I try using the Union find method for this question but not passing this case, could somebody may be give me an insight to why that is?
find() : for find method there is path compression union() : for union there is union by rank
So far pass 108/113 cases Return 5 Expected 4
"""
[[1,1,0,0,0,0,0,1,0,1],
[1,1,0,0,0,0,0,0,0,0],
[0,0,1,0,0,0,1,0,0,0],
[0,0,0,1,0,0,0,0,0,0],
[0,0,0,0,1,0,0,0,0,0],
[0,0,0,0,0,1,0,0,0,0],
[0,0,1,0,0,0,1,1,0,0],
[1,0,0,0,0,0,1,1,0,0],
[0,0,0,0,0,0,0,0,1,1],
[1,0,0,0,0,0,0,0,1,1]]
"""
class UnionFind:
# How many cities there are going to be
def __init__(self, size):
self.root = [i for i in range(size)]
# rank used to help when union 2 trees
# join the shorter into the higher tree
# our tree does not increase height if possible
self.rank = [1] * size
def find(self, x):
"""Return the root of the vertex"""
if x == self.root[x]:
# We have reached the root node which
# has root equal itself
return x
parent = self.root[x]
# We recursively look up the branch
# to search for parent of parent till root
self.root[x] = self.find(parent)
return self.root[x]
def union(self, x, y):
rootX = self.find(x)
rootY = self.find(y)
# Now we compare to see which tree "rank higher"

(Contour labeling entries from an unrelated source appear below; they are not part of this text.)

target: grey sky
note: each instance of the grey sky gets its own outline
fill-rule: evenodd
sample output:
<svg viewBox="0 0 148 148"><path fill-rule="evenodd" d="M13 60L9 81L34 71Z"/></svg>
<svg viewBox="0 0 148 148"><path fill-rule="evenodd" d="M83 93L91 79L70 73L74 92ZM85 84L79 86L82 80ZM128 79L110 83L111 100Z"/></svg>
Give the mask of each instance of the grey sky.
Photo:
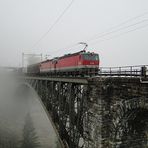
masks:
<svg viewBox="0 0 148 148"><path fill-rule="evenodd" d="M147 0L75 0L52 31L33 44L48 30L71 0L0 0L0 65L19 65L21 53L52 54L52 57L80 50L71 44L86 41L127 19L148 12ZM135 21L147 20L148 14ZM104 38L88 49L100 54L101 66L148 64L148 26L122 36L128 28ZM55 52L56 51L56 52Z"/></svg>

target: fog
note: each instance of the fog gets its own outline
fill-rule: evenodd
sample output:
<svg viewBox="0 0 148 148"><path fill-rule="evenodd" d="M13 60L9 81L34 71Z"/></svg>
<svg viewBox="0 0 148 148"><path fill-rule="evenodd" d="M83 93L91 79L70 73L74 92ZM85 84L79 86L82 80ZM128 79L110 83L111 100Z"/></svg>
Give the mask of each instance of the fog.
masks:
<svg viewBox="0 0 148 148"><path fill-rule="evenodd" d="M0 77L0 147L61 147L37 94L10 75Z"/></svg>
<svg viewBox="0 0 148 148"><path fill-rule="evenodd" d="M0 66L21 65L22 52L60 56L82 49L100 54L101 66L147 64L148 13L123 26L135 26L94 41L88 39L133 17L148 12L147 0L74 0L71 7L48 31L71 0L0 0ZM145 20L145 21L144 21ZM143 27L145 26L145 27ZM128 32L130 30L135 31ZM123 34L122 34L123 33Z"/></svg>

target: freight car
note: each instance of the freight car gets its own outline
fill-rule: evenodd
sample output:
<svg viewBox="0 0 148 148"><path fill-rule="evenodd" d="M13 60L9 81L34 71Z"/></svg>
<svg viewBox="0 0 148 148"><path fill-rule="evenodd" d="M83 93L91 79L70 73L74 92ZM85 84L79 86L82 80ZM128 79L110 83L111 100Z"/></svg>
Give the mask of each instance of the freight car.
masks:
<svg viewBox="0 0 148 148"><path fill-rule="evenodd" d="M62 57L29 65L29 74L40 75L96 75L99 69L99 55L85 50Z"/></svg>

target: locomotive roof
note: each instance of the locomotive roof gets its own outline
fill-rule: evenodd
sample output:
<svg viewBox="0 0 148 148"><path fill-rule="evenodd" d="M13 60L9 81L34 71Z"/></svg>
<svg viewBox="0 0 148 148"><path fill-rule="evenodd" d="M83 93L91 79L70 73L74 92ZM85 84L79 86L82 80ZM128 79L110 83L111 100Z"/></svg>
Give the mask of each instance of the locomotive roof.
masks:
<svg viewBox="0 0 148 148"><path fill-rule="evenodd" d="M66 54L62 57L59 57L58 59L63 59L65 57L71 57L71 56L75 56L75 55L79 55L80 53L92 53L92 52L86 52L85 50L82 50L82 51L79 51L79 52L76 52L76 53L72 53L72 54ZM95 53L94 53L95 54Z"/></svg>

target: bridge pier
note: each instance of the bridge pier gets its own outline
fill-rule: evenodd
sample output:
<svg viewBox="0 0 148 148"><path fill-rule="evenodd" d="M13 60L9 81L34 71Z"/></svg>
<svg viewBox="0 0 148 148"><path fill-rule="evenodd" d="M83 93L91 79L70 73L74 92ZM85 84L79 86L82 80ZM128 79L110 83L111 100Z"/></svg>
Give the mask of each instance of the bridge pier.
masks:
<svg viewBox="0 0 148 148"><path fill-rule="evenodd" d="M70 148L148 146L148 84L139 78L27 80Z"/></svg>

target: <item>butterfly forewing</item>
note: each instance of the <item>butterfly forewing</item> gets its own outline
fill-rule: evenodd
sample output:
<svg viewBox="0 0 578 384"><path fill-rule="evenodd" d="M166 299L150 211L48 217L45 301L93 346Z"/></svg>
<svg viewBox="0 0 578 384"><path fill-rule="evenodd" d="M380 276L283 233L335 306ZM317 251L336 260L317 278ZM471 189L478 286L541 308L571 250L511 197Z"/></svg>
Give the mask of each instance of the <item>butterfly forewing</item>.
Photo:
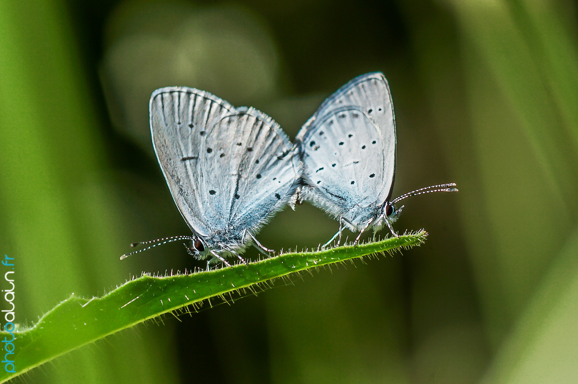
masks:
<svg viewBox="0 0 578 384"><path fill-rule="evenodd" d="M238 244L286 203L297 178L292 156L282 156L291 145L266 115L185 87L155 91L150 113L175 201L209 244Z"/></svg>
<svg viewBox="0 0 578 384"><path fill-rule="evenodd" d="M383 74L359 76L328 98L297 139L306 197L360 222L391 196L395 162L393 106Z"/></svg>

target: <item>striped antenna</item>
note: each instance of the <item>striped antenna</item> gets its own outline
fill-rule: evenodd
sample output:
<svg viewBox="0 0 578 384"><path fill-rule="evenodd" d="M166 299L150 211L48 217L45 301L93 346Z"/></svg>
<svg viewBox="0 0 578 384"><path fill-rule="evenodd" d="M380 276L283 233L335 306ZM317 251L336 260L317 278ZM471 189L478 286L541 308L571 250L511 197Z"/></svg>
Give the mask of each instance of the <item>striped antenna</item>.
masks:
<svg viewBox="0 0 578 384"><path fill-rule="evenodd" d="M399 197L394 199L391 202L390 204L393 205L398 202L406 199L410 196L417 196L418 195L422 195L423 193L429 193L432 192L458 192L457 188L450 188L451 187L455 187L455 182L450 182L448 184L439 184L438 185L432 185L431 187L426 187L423 188L420 188L419 189L416 189L415 191L412 191L410 192L407 192L402 195ZM432 189L431 188L436 188L435 189ZM426 189L429 189L429 191L426 191Z"/></svg>
<svg viewBox="0 0 578 384"><path fill-rule="evenodd" d="M134 255L135 253L140 253L142 252L147 251L151 248L154 248L157 245L162 245L162 244L166 244L167 243L172 243L173 241L177 241L179 240L194 240L195 238L191 236L172 236L171 237L163 237L162 238L157 238L155 240L151 240L150 241L139 241L139 243L133 243L131 244L131 248L135 248L138 247L139 245L146 245L147 244L152 244L152 245L149 245L149 247L144 248L143 249L139 249L138 251L135 251L134 252L131 252L128 253L125 253L123 256L120 256L120 259L126 259L131 255ZM153 244L155 243L155 244Z"/></svg>

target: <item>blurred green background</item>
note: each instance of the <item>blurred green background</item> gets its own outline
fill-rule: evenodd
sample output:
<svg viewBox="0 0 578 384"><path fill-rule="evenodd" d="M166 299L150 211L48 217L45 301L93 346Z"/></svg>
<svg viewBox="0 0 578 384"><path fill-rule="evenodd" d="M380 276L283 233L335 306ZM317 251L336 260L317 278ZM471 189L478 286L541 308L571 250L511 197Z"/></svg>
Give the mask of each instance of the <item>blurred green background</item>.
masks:
<svg viewBox="0 0 578 384"><path fill-rule="evenodd" d="M381 71L394 196L460 189L407 200L395 227L425 228L417 249L149 322L16 382L578 382L576 5L0 0L0 244L23 325L72 292L203 265L174 243L118 260L190 233L152 151L160 87L253 106L292 138L325 97ZM311 248L337 227L305 204L258 238Z"/></svg>

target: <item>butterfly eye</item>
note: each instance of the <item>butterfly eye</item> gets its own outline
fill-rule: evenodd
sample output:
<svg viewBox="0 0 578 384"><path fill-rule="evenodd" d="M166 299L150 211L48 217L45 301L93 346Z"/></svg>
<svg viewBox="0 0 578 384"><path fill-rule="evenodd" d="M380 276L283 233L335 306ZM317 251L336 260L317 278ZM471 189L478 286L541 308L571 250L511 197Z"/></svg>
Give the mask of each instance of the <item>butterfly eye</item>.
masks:
<svg viewBox="0 0 578 384"><path fill-rule="evenodd" d="M195 243L193 243L193 245L195 246L195 249L199 252L203 252L205 251L205 247L203 246L203 243L201 242L201 240L197 239L195 240Z"/></svg>
<svg viewBox="0 0 578 384"><path fill-rule="evenodd" d="M394 207L389 203L386 206L386 216L389 217L394 212Z"/></svg>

# aka taller and we will add shorter tree to it
if self.rank[rootX] > self.rank[rootY]:
self.root[rootY] = rootX
elif self.rank[rootX] < self.rank[rootY]:
self.root[rootX] = rootY
else:
# When both tree have same height
# When choose either and increase
# the rank for that root
self.root[rootY] = rootX
self.rank[rootX] += 1
def is_connected(self, x, y):
"""Return whether 2 vertex has the same root aka connected"""
return self.find(x) == self.find(y)
class Solution:
def findCircleNum(self, M) -> int:
edges = []
side = len(M)
for row in range(side):
for col in range(side):
if M[row][col] == 1:
edges.append((row, col))
finder = UnionFind(side)
for x, y in edges:
finder.union(x, y)
return len(set([root for root in finder.root]))
Although launching find on every node in the union-find tree will solve the issue, it is more efficient to just count the number of actual roots, i.e. those nodes that have a self-reference via the root attribute:
return sum(1 for x, root in enumerate(finder.root) if x == root)
There is no need now to execute find to collapse the whole tree. Also it is not needed to create a set, as it is guaranteed that the found x are unique. And finally, it is not needed to turn that iterator into a list. Counting the number of items in the iterator is enough.